According to the 10 September bulletin of the Africa centre for disease control and prevention, the health agency of the African Union, there have been more than 24,000 suspected cases of Mpox on the continent since the beginning of 2024, with 5,549 confirmed infections and 643 deaths in 14 countries on the continent: Burundi, Cameroon, Ivory Coast, Congo Brazzaville, Gabon, Guinea, Kenya, Liberia, Nigeria, Rwanda, Central African Republic, Democratic Republic of Congo, South Africa and Uganda. In the Democratic Republic of Congo alone there have been over 27,000 cases and 1,300 confirmed deaths since the beginning of 2023, the epicentre of a crisis that has been classified as a global emergency by the World Health Organisation. The Africa Cdc estimates a need for 'at least' 10 million doses by 2025 to curb the proliferation of the virus, ahead of a campaign of administration that will open in the Democratic Republic of Congo on 2 October.
The contribution of Western partners stops at more modest values for now: the USA has delivered about 60,000 doses to Nigeria and the Democratic Republic of Congo, Canada has promised 200,000, and the EU has donated and delivered a first tranche of another 200,000 doses in two tranches. Brussels has announced a total of about half a million doses for African governments between Commission purchases and individual states, but it is not clear when the deliveries will be made. At its maximum, the donations announced by Brussels would account for about 19% of the 3 million doses needed by the Democratic Republic of Congo alone and 5% of the 10 million wanted Africa-wide by next year.
The Brussels vaccination budget and doses for Africa
.In 2022, at the time of the first Mpox emergency, Brussels had already equipped itself with adequate vaccine stocks to protect its citizens.

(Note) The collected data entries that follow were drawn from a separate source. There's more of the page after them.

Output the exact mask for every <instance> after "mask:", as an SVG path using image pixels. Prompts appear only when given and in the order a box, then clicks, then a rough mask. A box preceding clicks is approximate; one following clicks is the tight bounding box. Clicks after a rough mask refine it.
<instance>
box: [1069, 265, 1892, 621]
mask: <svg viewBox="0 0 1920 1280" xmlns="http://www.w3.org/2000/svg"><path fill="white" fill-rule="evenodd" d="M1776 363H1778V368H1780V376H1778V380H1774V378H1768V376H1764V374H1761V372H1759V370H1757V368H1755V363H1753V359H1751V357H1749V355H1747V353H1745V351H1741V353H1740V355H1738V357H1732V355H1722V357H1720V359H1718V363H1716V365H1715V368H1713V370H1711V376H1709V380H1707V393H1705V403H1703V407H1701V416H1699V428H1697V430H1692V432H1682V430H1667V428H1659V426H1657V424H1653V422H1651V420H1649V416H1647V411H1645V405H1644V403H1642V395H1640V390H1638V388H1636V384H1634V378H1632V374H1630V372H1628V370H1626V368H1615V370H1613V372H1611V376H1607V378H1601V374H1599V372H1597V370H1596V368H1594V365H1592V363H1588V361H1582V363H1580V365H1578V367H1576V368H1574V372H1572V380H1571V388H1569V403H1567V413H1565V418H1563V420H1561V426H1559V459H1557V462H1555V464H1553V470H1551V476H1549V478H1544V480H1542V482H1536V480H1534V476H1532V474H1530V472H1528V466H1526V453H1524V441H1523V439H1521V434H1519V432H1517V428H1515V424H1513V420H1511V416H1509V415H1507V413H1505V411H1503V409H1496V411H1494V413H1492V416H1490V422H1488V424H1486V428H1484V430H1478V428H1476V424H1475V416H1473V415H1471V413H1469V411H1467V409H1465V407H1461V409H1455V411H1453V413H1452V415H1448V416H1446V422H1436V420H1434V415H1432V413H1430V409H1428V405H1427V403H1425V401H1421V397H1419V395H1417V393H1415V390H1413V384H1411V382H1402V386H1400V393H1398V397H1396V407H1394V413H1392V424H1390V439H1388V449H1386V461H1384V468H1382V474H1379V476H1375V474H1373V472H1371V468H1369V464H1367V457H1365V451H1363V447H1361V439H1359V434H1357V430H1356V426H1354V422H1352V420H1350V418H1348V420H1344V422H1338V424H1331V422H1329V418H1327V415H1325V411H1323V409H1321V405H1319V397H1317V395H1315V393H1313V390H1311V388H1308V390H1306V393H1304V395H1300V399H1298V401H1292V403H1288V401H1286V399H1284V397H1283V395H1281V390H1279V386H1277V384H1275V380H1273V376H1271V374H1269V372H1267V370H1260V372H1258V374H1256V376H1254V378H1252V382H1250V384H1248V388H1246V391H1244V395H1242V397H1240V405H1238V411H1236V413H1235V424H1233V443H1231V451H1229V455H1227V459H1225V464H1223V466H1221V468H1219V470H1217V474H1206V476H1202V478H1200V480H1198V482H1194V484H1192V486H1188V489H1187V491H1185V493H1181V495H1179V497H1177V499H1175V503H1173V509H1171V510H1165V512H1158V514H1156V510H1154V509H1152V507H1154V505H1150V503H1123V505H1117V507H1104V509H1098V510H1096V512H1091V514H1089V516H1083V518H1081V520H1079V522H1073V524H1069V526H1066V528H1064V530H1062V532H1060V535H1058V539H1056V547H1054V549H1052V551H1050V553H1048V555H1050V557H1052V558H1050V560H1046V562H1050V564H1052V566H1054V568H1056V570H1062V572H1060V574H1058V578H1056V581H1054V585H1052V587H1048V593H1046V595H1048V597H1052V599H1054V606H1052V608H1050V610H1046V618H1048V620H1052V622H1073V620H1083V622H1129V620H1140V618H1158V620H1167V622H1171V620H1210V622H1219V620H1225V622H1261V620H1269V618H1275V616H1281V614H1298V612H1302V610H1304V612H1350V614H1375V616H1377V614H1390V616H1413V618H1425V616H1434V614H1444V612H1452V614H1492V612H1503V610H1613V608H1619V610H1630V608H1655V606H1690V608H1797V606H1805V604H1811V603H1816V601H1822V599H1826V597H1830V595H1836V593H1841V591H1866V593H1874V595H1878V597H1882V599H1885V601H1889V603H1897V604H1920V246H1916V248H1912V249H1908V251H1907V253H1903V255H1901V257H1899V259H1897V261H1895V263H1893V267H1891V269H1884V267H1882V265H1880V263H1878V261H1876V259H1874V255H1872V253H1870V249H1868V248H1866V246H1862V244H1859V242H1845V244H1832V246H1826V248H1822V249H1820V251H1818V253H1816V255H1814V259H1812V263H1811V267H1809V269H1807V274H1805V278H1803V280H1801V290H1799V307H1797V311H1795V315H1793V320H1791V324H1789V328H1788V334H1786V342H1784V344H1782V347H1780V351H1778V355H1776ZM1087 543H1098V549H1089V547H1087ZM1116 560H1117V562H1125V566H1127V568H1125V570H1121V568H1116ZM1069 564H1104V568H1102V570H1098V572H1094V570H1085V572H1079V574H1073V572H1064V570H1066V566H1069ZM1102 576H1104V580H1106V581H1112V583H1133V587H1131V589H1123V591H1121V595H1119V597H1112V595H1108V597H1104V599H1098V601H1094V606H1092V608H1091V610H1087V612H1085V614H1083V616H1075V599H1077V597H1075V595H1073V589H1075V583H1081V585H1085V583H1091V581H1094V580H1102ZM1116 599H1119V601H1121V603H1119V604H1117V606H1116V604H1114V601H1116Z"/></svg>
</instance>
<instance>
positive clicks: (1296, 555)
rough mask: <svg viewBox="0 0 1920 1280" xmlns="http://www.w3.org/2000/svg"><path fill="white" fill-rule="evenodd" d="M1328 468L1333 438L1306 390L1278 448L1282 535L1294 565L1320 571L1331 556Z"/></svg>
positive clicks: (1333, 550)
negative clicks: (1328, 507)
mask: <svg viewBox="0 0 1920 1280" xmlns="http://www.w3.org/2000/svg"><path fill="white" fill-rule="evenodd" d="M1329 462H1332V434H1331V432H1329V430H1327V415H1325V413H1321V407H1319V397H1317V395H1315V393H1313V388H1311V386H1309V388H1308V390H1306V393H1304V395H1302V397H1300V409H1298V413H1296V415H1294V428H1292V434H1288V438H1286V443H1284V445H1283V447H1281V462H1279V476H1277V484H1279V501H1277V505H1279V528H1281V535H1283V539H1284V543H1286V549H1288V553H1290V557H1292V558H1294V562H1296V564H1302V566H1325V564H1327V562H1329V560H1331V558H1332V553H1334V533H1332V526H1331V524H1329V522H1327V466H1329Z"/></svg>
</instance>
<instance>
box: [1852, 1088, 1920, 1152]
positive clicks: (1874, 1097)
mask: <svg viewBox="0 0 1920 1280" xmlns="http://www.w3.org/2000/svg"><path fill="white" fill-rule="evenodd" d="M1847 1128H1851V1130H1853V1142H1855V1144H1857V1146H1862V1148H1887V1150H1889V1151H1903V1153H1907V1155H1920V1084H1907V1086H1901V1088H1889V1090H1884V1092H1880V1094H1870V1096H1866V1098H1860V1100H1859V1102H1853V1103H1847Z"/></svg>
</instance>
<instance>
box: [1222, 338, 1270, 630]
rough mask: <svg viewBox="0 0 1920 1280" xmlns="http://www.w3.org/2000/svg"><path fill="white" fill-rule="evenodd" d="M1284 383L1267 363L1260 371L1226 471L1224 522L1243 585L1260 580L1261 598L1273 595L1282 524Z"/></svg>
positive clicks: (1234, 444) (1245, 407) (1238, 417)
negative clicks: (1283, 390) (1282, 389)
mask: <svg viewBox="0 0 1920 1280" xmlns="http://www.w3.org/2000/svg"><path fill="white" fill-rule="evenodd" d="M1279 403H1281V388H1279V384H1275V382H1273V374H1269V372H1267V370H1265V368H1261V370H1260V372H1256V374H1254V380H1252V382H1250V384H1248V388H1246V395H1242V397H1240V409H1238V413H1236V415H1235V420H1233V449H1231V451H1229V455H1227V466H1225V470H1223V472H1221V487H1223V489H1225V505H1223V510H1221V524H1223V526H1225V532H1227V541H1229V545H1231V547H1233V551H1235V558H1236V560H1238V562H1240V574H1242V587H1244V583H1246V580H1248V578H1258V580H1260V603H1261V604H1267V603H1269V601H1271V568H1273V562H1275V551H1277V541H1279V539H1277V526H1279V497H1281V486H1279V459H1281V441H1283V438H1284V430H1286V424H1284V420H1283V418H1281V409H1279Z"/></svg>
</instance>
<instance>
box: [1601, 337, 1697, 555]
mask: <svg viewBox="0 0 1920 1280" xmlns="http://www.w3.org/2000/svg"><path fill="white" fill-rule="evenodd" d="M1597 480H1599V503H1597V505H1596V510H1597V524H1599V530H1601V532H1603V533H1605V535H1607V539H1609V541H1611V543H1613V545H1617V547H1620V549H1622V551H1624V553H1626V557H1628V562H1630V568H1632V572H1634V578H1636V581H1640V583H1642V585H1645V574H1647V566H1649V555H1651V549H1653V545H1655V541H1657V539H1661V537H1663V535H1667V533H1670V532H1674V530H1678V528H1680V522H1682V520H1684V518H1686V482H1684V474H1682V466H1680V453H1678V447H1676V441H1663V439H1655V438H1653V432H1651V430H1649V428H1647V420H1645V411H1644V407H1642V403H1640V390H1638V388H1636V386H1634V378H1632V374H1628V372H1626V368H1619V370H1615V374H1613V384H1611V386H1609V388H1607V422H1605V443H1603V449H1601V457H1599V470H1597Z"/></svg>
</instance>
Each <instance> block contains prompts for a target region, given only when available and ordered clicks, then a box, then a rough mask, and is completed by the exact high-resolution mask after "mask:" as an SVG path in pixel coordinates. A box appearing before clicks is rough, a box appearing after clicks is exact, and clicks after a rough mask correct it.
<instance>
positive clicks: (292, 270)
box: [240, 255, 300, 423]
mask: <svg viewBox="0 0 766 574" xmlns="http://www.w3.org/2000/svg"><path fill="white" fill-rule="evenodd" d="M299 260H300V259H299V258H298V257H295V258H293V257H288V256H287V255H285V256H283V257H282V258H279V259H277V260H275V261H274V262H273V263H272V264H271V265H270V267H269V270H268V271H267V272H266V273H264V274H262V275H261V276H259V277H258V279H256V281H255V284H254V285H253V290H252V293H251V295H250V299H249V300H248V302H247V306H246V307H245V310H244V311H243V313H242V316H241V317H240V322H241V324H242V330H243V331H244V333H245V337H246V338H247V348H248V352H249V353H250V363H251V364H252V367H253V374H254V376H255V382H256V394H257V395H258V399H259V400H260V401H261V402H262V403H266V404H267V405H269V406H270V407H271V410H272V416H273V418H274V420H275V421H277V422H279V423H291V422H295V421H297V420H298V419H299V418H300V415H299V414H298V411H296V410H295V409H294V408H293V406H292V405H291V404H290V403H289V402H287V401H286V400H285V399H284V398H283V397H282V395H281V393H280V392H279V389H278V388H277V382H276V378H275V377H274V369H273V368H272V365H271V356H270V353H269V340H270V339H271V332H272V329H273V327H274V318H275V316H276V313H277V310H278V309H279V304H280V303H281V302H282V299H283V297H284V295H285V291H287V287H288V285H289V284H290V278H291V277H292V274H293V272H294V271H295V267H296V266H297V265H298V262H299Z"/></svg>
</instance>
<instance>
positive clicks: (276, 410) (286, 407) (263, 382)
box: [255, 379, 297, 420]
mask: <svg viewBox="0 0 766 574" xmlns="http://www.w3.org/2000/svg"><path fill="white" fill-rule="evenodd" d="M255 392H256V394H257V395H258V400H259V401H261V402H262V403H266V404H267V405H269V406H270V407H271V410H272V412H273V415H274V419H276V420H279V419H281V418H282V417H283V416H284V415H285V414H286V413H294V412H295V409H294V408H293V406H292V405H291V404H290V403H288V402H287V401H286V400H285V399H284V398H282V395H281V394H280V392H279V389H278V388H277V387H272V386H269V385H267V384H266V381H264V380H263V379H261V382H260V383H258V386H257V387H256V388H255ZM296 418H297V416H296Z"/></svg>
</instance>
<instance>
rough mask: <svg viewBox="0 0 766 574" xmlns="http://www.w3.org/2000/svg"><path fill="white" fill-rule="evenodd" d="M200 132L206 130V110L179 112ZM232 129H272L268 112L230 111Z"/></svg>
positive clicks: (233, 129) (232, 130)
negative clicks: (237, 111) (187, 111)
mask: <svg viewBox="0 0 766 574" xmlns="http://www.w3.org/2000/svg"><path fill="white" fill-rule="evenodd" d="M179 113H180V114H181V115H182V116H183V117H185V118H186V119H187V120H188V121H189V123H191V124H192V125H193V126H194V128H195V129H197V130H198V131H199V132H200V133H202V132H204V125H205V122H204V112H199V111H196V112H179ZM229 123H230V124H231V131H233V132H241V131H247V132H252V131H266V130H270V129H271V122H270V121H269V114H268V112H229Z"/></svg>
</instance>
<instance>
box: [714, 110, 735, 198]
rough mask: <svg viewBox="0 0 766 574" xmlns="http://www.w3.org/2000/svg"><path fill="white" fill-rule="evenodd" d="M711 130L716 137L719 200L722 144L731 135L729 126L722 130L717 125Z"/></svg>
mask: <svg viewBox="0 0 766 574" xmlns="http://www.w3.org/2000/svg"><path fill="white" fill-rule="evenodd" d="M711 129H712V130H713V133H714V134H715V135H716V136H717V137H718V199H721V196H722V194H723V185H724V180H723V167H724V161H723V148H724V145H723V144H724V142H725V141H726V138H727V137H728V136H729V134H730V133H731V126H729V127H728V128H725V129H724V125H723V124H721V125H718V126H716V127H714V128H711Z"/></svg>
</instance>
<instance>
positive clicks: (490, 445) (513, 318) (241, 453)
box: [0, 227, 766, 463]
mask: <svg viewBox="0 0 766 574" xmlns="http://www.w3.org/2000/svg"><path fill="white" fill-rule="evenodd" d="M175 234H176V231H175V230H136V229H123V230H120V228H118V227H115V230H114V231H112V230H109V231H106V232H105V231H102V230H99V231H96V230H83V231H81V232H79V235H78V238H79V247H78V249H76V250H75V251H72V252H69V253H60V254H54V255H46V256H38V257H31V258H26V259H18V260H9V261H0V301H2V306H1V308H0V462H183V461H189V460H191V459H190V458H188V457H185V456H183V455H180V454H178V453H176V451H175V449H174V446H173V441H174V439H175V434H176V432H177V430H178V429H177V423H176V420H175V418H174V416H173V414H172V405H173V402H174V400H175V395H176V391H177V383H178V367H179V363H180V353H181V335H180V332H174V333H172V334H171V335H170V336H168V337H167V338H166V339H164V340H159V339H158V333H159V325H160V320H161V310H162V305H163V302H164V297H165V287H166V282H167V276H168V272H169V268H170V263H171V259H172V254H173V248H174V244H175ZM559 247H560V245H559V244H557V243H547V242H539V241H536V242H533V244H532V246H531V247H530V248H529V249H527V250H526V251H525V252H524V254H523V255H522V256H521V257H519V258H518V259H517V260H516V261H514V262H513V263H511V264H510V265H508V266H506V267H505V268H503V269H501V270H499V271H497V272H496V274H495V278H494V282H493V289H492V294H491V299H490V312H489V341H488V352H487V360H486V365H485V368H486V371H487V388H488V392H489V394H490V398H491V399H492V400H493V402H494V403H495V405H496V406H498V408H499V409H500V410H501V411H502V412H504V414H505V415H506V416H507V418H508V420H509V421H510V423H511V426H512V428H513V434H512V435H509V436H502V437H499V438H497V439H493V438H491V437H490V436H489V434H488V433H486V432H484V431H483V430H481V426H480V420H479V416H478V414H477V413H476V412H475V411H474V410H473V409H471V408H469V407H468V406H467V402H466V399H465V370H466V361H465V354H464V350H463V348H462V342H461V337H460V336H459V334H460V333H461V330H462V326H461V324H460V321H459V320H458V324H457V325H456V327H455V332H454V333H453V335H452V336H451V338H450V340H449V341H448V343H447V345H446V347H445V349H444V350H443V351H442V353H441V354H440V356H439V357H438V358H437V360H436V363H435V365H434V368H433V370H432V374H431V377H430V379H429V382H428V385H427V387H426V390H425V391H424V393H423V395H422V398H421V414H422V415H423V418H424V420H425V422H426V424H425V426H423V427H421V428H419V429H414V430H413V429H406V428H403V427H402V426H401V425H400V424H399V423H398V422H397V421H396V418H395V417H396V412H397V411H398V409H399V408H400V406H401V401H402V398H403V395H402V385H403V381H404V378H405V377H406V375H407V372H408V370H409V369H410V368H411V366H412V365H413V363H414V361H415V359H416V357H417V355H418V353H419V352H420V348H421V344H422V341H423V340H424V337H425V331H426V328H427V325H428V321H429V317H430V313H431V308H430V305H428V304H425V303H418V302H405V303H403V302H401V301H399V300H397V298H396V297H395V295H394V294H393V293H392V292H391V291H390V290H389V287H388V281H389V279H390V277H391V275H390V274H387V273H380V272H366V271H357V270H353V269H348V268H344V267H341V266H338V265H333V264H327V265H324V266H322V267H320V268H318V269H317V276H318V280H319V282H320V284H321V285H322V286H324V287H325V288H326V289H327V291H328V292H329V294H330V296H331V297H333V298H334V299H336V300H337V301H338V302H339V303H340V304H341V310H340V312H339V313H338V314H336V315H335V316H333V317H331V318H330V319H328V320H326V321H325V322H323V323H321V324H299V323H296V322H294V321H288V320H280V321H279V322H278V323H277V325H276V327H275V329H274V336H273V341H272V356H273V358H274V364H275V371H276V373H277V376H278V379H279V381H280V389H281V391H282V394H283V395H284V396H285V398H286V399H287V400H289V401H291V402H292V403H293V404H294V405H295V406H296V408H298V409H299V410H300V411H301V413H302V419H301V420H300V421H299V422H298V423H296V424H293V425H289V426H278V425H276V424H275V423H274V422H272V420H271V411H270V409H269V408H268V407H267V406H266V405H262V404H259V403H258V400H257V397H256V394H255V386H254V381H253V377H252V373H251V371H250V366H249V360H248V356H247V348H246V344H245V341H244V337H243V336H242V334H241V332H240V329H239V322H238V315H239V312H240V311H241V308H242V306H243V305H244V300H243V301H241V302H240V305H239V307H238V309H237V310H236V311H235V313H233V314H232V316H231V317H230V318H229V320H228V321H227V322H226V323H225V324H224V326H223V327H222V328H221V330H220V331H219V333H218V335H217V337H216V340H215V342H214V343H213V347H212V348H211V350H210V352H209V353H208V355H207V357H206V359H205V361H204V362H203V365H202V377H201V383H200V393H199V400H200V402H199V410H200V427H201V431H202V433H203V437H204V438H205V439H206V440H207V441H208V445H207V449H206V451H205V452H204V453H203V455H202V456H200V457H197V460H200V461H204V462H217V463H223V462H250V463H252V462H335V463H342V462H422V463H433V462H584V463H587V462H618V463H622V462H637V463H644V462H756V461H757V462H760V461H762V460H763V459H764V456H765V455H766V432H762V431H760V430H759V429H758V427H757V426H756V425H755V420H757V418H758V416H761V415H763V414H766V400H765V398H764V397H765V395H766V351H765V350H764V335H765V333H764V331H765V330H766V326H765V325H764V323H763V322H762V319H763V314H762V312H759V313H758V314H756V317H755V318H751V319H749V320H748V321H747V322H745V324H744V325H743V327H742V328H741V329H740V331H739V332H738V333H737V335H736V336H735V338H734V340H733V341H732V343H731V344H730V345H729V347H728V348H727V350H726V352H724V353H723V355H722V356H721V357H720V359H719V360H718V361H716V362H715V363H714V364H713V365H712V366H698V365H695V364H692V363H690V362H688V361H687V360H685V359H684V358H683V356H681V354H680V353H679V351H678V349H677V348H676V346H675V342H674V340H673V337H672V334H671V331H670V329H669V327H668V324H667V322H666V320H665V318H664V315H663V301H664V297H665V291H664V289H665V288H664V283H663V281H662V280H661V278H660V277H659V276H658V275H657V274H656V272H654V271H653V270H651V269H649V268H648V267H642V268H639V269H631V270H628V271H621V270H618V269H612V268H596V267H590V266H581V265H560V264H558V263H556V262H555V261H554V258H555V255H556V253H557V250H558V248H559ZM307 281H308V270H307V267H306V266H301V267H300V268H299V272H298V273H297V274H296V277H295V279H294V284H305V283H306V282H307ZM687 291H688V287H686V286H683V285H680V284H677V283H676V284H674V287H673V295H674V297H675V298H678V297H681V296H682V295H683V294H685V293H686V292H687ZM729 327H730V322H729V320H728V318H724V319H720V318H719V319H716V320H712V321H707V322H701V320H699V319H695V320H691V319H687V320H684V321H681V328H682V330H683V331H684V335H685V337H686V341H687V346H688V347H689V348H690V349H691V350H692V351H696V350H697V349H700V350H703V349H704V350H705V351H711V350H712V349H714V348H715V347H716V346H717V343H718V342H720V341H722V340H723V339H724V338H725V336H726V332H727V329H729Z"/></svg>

The Health Preparedness and Response Authority (Hera), the health service of the European Commission, secured a contract with the Danish company Bavarian Nordic to supply two million doses of its MVA-BN vaccine between 2023 and 2024.
In a note, the EU executive emphasised that its commitment had been 'further extended' to assist Africa Cdc in combating the emergency. The MVA-BN vaccine, known by the trade name Jynneos, is classified as offering the 'best protection' in the eyes of US health authorities and is the only one to have received the green light from both the Food and Drug Administration (Fda) and the European Medicines Agency (Ema). A study recently published in the British Medical Journal, a scientific journal, attests to its 58% efficacy.